Program

Research Programs: Summer Stipends

Period of Performance

6/1/2011 - 7/31/2011

Funding Totals

$6,000.00 (approved)
$6,000.00 (awarded)


Transamerican Sentimentalism in Nineteenth-Century U.S. Literary History

FAIN: FT-58666-11

Maria A. Windell
Regents of the University of Colorado, Boulder (Winston-Salem, NC 27109-6000)

Transamerican Sentimentalism uncovers a crucial but unacknowledged emotional undercurrent that structures US literary forays into Mexico and the Caribbean. Critics including John Carlos Rowe, Elizabeth Dillon, and Robert S. Levine have begun mapping the historical palimpsest created by hemispheric literary, economic, and political exchanges; my work expands this project, tracing forsaken opportunities for peaceful transnational interaction amidst the nineteenth-century Americas' recurrent revolutions, slave rebellions, and independence wars.
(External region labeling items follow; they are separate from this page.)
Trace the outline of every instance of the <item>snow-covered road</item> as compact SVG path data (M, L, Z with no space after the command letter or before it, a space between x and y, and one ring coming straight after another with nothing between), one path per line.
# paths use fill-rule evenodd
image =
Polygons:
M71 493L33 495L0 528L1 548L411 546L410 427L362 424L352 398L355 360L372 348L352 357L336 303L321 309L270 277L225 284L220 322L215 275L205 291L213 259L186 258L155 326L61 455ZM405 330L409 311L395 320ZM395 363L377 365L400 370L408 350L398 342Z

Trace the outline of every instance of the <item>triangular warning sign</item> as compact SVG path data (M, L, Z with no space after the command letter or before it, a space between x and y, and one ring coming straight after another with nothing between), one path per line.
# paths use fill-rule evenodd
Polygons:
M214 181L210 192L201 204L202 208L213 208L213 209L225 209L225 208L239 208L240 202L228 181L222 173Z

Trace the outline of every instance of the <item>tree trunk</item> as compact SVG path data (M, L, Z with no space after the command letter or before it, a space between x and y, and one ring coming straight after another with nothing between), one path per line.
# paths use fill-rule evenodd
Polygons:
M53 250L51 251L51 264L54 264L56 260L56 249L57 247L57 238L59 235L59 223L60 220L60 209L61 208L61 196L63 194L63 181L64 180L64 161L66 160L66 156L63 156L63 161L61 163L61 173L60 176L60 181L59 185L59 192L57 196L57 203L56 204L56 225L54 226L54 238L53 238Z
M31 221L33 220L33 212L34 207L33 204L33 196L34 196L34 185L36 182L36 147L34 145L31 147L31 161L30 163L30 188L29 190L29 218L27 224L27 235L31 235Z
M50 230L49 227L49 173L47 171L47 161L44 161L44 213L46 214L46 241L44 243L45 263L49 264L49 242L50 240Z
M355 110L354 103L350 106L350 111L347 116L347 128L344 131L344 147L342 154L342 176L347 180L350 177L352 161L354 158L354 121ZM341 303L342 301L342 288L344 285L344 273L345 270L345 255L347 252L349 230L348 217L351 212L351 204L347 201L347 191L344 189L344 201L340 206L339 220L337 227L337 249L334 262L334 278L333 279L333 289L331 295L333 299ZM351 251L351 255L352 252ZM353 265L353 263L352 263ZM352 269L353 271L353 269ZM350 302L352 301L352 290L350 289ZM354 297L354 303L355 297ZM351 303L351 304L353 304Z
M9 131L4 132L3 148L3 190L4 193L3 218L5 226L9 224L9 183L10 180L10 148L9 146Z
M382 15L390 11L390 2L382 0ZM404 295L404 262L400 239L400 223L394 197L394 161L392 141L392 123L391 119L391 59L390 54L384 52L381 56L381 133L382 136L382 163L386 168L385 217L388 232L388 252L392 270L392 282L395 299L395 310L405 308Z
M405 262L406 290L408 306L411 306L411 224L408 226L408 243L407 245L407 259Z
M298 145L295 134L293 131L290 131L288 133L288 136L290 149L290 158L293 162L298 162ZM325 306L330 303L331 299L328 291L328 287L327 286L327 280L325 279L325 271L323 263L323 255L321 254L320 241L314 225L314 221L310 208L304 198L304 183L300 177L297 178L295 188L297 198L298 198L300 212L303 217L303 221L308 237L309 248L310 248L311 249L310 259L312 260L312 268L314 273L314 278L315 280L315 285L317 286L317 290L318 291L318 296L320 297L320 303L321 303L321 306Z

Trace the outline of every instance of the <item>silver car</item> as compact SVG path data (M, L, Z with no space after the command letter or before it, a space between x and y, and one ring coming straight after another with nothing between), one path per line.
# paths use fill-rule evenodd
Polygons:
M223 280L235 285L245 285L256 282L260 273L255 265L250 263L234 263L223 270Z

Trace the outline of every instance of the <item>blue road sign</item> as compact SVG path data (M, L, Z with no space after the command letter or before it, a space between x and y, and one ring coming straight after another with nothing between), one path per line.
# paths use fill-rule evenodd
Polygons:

Texts not primarily considered sentimental, including slave narratives, governmental reports, and sensation novels, help to shape a transamerican US literary imaginary inflected by fleeting but forceful intrusions of affective discourse. As tearful women and sidetracked narrators interrupt violent encounters, they enact a sentimentalism that forges unexpected possibilities for multiethnic alliance even as it re-inscribes US hemispheric primacy.